If I could change anything about this practice, what would it be? Honestly? I hate the toilet

The staff are friendly, committed and there are many that have been here for decades, so there is obviously low turnover. It is within commuting distance. In fact, one of the partners lives down the road from me.

‘So would you be interested in a partnership?’ she asks tentatively. My mind suddenly focuses back on to the conversation at hand. That neighbourly partner, Anne, is in my room. She’s even brought in a secret weapon – chocolate Hob Nobs, flanked with a cup of tea. I was eyeing those Hob Nobs in the office shelves. She must have noticed my weakness for sugary biscuity goodness.

An equally long and awkward pause ensues. ‘Urmm’ I blurted out, half rumination, half primal grunt.

Ummm? Really, that’s all I’ve got? Whilst I definitely wasn’t expecting ‘the partnership talk’, clearly those Hob Nobs have drained what remains of my eloquence. Or was there something else?

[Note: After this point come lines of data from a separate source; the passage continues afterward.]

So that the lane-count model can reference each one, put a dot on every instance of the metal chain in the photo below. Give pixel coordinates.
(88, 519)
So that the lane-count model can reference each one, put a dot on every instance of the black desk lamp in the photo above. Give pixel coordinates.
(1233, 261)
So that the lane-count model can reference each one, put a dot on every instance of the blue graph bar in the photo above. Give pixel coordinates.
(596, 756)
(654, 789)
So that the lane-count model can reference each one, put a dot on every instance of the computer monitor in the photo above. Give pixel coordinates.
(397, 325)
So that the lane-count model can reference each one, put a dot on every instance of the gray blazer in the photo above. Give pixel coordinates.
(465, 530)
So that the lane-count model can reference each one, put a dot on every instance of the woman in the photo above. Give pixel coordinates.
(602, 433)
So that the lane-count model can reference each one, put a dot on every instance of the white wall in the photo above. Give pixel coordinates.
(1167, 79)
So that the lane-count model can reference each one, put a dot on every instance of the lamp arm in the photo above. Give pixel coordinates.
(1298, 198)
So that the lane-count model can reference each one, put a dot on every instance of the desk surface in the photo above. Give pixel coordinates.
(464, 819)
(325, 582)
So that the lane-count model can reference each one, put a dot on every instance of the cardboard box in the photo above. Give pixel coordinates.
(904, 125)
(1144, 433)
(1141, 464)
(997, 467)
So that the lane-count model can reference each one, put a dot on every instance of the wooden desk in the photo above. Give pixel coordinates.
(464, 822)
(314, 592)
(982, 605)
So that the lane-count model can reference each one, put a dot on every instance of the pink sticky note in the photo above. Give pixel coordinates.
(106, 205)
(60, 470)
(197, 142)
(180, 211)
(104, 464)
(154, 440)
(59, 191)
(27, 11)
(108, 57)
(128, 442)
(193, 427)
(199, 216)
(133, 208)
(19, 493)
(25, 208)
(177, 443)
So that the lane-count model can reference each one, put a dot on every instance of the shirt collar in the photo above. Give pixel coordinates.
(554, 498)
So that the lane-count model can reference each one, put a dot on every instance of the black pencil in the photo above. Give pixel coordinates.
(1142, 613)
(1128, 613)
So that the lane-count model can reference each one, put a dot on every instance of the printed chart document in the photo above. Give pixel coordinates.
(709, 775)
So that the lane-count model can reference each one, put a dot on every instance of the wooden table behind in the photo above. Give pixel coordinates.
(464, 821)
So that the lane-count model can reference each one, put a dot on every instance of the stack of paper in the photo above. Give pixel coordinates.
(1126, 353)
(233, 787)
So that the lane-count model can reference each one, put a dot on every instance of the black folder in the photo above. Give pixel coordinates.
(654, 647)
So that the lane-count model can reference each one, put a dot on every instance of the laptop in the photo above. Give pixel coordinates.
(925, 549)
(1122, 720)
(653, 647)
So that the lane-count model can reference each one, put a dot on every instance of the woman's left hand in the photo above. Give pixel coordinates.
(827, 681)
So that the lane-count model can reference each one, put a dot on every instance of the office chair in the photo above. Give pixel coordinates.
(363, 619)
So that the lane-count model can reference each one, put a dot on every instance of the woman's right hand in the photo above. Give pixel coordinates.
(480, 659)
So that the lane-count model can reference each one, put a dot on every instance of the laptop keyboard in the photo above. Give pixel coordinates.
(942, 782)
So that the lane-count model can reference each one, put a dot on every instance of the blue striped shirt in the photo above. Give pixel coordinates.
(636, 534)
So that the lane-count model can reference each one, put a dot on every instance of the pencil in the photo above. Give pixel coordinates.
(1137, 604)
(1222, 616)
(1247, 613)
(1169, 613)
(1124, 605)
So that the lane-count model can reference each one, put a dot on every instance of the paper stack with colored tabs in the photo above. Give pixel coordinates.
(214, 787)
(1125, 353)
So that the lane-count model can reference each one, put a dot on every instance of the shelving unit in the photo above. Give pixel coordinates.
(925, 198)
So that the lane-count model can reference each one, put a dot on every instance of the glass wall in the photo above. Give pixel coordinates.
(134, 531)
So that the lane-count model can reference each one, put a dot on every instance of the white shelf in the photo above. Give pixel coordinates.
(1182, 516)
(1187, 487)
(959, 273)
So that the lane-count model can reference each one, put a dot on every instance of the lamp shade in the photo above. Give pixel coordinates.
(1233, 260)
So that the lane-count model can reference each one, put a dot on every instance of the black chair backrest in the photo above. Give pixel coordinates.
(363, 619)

It seems to be a great practice in many ways. So what is the cause of my reservation?

Is it income? Anne drives a brand new Range Rover – surely they can’t be that badly off. Can I ask if she got it on lease? Maybe a bit rude, I’ll have another Hob Nob first.

Teaching? They have students and are a training practice, ticks my boxes easily.

Nursing homes? They have a couple. But they get paid to look after them from a separate LES. Acceptable I guess.

My locum lifestyle? Yes maybe I will miss it, but there are downsides to being a nomad. I’ve always wanted to be a trainer, and I can’t do that flying around the motorways in a new direction every day.

So what is the real cause of the reluctance, when I really think about it? If I could change anything about this practice, what would it be?

Honestly? I hate the toilet.

I am sure at this point you may be thinking that I’ve lost the plot. Although this is quite possible, I would argue that there should be a significant degree of strategic planning involved with a toilet. Indeed, I believe the Chinese referred to this as ‘Feng Shui’. Not sure if they had toilets specifically in mind, though.

The practice is in a lovely old Georgian building, built on a hilly slope. The only toilet in the practice is located at the end of a very long corridor which passes all the patient seating areas. It’s a real walk of shame, all eyes on me as I close the toilet door behind me. And I really do not need Mrs Jones to know my toileting habits when I’ve just been asking about her IBS.  I also can’t make it through a surgery without at least three cups of tea, so my bladder certainly would not approve.

The toilet is also freezing cold in the winter and has no radiator. Yep, I think that is my decision made. I’m not doing my dirty business in subzero conditions.

‘I’m not looking for a partnership at the moment, Anne, I’m sorry,’ I reply, confident that I’ve made the right choice for me, my family and my bladder.

‘Oh, I’m sorry to hear that.’ Anne says, as she subconsciously claws back the Hob Nobs. ‘We’ll look for someone formally once we get that extension finished. I’m looking forward to finally having a staff toilet.’